Every Bird Matters
news and views from international bird rescue

Archive for June 2016

June 29, 2016

Preserving Wildlife in Images: A Community Event with Joel Sartore

Celebrate 45 years of wildlife preservation

Joel-Sartore-Penguin

Featured speaker: Joel Sartore, National Geographic photographer.

When: Saturday, July 30, 2016 from 11:00 AM to 4:00 PM (PDT)

Where: International Bird Rescue – Los Angeles Wildlife Center

3601 South Gaffey St, San Pedro, CA 90731 :: Directions

• Guest Speaker: Joel Sartore, National Geographic photographer and author
• Explore the behind-the-scenes world of Bird Rescue
• Follow an oiled bird’s journey from rescue to release
• Participate in a family-friendly interactive experience
• Learn how to contribute to wild-bird conservation
• Meet Bird Rescue’s wildlife response team
• Eat lunch at an onsite local food truck
• Enjoy an immersive and interactive art experience

Be sure to R.S.V.P on Eventbrite

Explore the behind-the-scenes world of Bird Rescue.

Explore the behind-the-scenes world of Bird Rescue.

Thank you for your continued interest in International Bird Rescue. We cannot do this work without you! Come join me and the Bird Rescue community for this special behind-the-scenes look at our LA Center and learn more about the ways we work together to mitigate human impact on aquatic aviary wildlife.

Also enjoy the stunning images and message from our special guest Joel Sartore, who photographed oiled wildlife during the Deepwater Horizon spill for National Geographic. This is a unique opportunity to celebrate the last 45 years and look ahead to our future in wildlife conservation and rehabilitation.

I hope to see you there!

JD Bergeron

Executive Director
International Bird Rescue

P.S. –Thanks to DAWN and the Los Angeles Port for their generous support!

POLA-Public-Invite-45th

June 3, 2016

The Release Files: Fare thee well, Great Blue!

An adult Great Blue Heron came to us from Native Animal Rescue in Santa Cruz after being found April 14 hanging from its right wing by fishing line.
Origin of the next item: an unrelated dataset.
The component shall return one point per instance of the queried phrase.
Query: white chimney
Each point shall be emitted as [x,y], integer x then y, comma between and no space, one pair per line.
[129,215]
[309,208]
On arrival the bird had substantial skin damage and edema midway out the wingtip, and the bones felt possibly fractured under the swelling. We splinted and wrapped the wing for support to make the bird more comfortable, and scheduled x-rays for a few days later when the bird was more stable.

The x-ray showed the wingtip had not been fractured – but rather had ligament and bone damage at one of the two wingtip joints. Over the next week the edema resolved but the skin crossing the wing tip joint necrosed (died), leaving defects in skin coverage and an infected joint. Also the bird’s primary flight feathers were damaged and severely crimped which put them at high risk of breaking. With all the bird’s issues it was not looking good for this bird ever flying again.

In treatment we used a feather repair method where the feathers are soaked in extremely hot water to soften them. Then our staff veterinarian ‘ironed’ the feathers to reshape the crimped zones and thus restore the feather’s normal shape.

The skin and joint injuries were more complicated. Our vet treated the heron by surgically removing dead tissue and closing the main defect with adjacent skin. Another area of skin necrosis that exposed the infected joint itself was debrided, flushed, infused with an injectable antibiotic, and managed as an open wound.

The wingtip injuries finally and completely healed as of earlier this week, and we were at last confident the bird was out of the woods. So, with great pleasure, we released this gorgeous Great Blue Heron this week and watched it gracefully fly into the marsh!